Contra todo pronóstico, los héroes de este largometraje, es decir, los periodistas, no son héroes irreales, inmaculados, omnipotentes, sino que son héroes con encarnadura humana, que dudan, que tienen debilidades en ocasiones, e incluso un pasado poco glorioso. Un filme correcto, sobrio, una peli sin postureo.

Contra todo pronóstico, la sociedad bostoniana sabía y callaba, incluso se buscaban compensaciones económicas para las víctimas, que procuraban pingües beneficios a los abogados de los sacerdotes: un tercio de las compensaciones iba a parar a los bolsillos de los letrados. El tema de los abusos a niños fue enterrado durante más de veinte años por el propio The Boston Globe hasta que apareció un nuevo editor que, contra todo pronóstico, era de Miami y además judío: era necesario el contraste con una mirada nueva y una religión diferente para que se pusiera en marcha la investigación periodística.
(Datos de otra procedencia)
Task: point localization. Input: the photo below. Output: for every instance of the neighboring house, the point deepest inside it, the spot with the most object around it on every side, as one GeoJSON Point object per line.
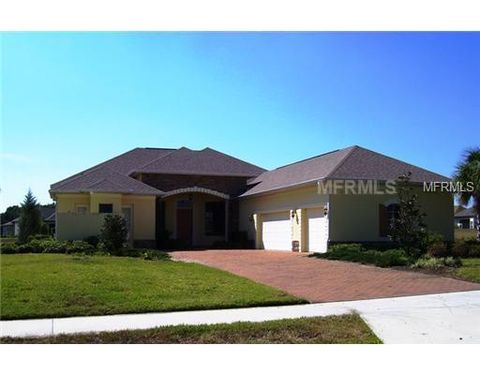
{"type": "Point", "coordinates": [202, 197]}
{"type": "Point", "coordinates": [466, 218]}
{"type": "Point", "coordinates": [12, 228]}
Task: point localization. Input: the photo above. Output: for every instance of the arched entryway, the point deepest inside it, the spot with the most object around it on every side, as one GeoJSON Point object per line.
{"type": "Point", "coordinates": [196, 216]}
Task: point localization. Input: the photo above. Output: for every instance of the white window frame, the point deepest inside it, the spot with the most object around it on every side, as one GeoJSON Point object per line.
{"type": "Point", "coordinates": [81, 206]}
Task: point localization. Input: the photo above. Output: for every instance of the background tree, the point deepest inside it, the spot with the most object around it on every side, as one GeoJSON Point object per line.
{"type": "Point", "coordinates": [408, 227]}
{"type": "Point", "coordinates": [30, 217]}
{"type": "Point", "coordinates": [10, 213]}
{"type": "Point", "coordinates": [468, 171]}
{"type": "Point", "coordinates": [113, 234]}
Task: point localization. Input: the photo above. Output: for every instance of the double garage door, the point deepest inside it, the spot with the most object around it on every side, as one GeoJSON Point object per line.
{"type": "Point", "coordinates": [277, 230]}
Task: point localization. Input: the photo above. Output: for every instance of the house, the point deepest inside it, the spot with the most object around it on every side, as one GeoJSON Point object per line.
{"type": "Point", "coordinates": [12, 228]}
{"type": "Point", "coordinates": [466, 218]}
{"type": "Point", "coordinates": [202, 197]}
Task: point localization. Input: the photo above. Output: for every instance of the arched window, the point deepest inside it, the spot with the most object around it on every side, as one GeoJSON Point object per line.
{"type": "Point", "coordinates": [392, 214]}
{"type": "Point", "coordinates": [387, 216]}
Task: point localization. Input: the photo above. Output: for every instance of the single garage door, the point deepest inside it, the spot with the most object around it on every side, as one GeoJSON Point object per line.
{"type": "Point", "coordinates": [276, 231]}
{"type": "Point", "coordinates": [317, 230]}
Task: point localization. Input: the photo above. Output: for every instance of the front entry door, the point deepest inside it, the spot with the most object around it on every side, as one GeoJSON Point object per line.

Contra todo pronóstico, en Spotlight no necesitamos saber el final. Si es que ya lo sabemos desde el principio. Todo lo que se cuenta en esta película apareció en la prensa a partir del 6 de enero de 2002, como ya hemos señalado, que además fue domingo, y para quienes no estamos muy acostumbrados a leer la prensa de Boston, el propio cartel de la película ya anuncia de qué va y remite a unos hechos concretos. No cabe hablar de spoiler cuando desde el primer momento se sabe el final. Por eso, Spotlight se disfruta por lo que se ve en cada fotograma, sin que nos agobie la angustia de saber quién es el asesino. Se trata de una película en que cada escena se disfruta por sí misma.

Contra todo pronóstico, la Iglesia Católica que se supone que nació por el mandamiento nuevo del amor, ha degenerado hasta cobijar la mayor atrocidad que puede cometer el ser humano: destruir la infancia. En Spotlight se cuenta que muchos de los niños que tuvieron que pasar por esas prácticas repugnantes se suicidaron y los que no lo hicieron, no lo superaron jamás. Pero la Iglesia Católica consiguió ocultar una verdad sangrante con total frialdad. Una actitud propia de mentes muy crueles. Se calcula que un 6% de los sacerdotes de Boston cometieron dichos abusos y lo que Spotlight denuncia no son los casos de manzanas prohibidas, sino todo un sistema que ha destruido la vida de muchos miles de niños con total impunidad. Una Iglesia que cosifica la vida, que ignora el dolor humano.